Investigadores del proyecto Pacífico Sostenible han determinado que el ruido producido por las embarcaciones reduce entre un 40 y un 45% la probabilidad de registrar los cantos de las ballenas. Estos sonidos son cruciales para entender sus conductas y hábitos, dado que ayudan en la comunicación entre las especies, así como en la reproducción.
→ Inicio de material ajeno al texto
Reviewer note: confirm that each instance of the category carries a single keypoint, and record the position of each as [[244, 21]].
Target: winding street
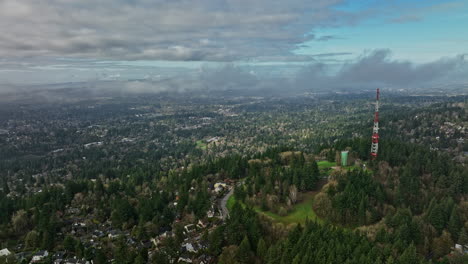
[[223, 203]]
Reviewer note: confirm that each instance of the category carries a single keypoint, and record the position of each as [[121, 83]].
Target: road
[[223, 203]]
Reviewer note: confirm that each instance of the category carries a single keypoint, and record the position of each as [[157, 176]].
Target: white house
[[39, 256], [5, 252]]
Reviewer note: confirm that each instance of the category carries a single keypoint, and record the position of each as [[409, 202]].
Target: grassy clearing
[[230, 203], [201, 144], [325, 164], [299, 214]]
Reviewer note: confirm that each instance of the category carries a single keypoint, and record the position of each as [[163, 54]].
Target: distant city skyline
[[330, 40]]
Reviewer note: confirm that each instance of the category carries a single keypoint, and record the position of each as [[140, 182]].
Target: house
[[39, 256], [461, 249], [189, 228], [184, 259], [219, 187], [75, 261], [200, 224], [114, 234], [5, 252]]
Alejandro Arrivillaga, gerente del proyecto, anotó que niveles altos de ruido pueden interferir en la comunicación entre madres y crías, lo que podría conllevar a problemas en la efectividad de la crianza. Betzi Pérez-Ortega, presidenta de la fundación Panacetacea, destacó que los sonidos de baja frecuencia, utilizados por las madres para comunicarse con sus crías, pueden verse opacados por el ruido ambiental, perjudicando su interacción.
Además, la directora nacional de Costas y Mares del Ministerio de Ambiente de Panamá, Digna Barsallo, advirtió que el exceso de ruido también puede forzar a las ballenas a desplazarse a otras áreas, lo que alteraría sus rutas migratorias tradicionales. Este fenómeno representa un riesgo adicional para la conservación de estas especies.
La Coalición de Alta Ambición por un Océano Silencioso, impulsada en Panamá, reconoce el ruido submarino como una forma de contaminación que debe ser abordada. A su vez, el proyecto Pacífico Sostenible incluye la participación de varios países de Centroamérica y busca proteger las especies que habitan el Gran Ecosistema Marino del Pacífico Costero Centroamericano.
Los cantos de las ballenas desempeñan una variedad de funciones esenciales. No solo sirven para la comunicación y el apareamiento, especialmente entre las ballenas jorobadas, sino que también son fundamentales para la orientación y la transmisión cultural. Los estudios han demostrado similitudes entre las vocalizaciones de estos cetáceos y los patrones del lenguaje humano, lo que pone de relieve su importancia y complejidad.
Desde el punto de vista del monitoreo ambiental, el estudio de los cantos de ballenas se presenta como un “micrófono” del estado del océano, permitiendo detectar cambios en las poblaciones, rutas migratorias y el bienestar general del ecosistema. Cuanto más se sabe sobre estas vocalizaciones, más se pueden mitigar riesgos como colisiones con embarcaciones.
La amenaza del ruido marino es una cuestión que demanda atención inmediata. Proteger la comunicación esencial entre las ballenas no solo es crucial para estas especies, sino también para la salud de los ecosistemas oceánicos en su conjunto, garantizando la diversidad y la continuidad de los patrones culturales entre generaciones de estos mamíferos marinos.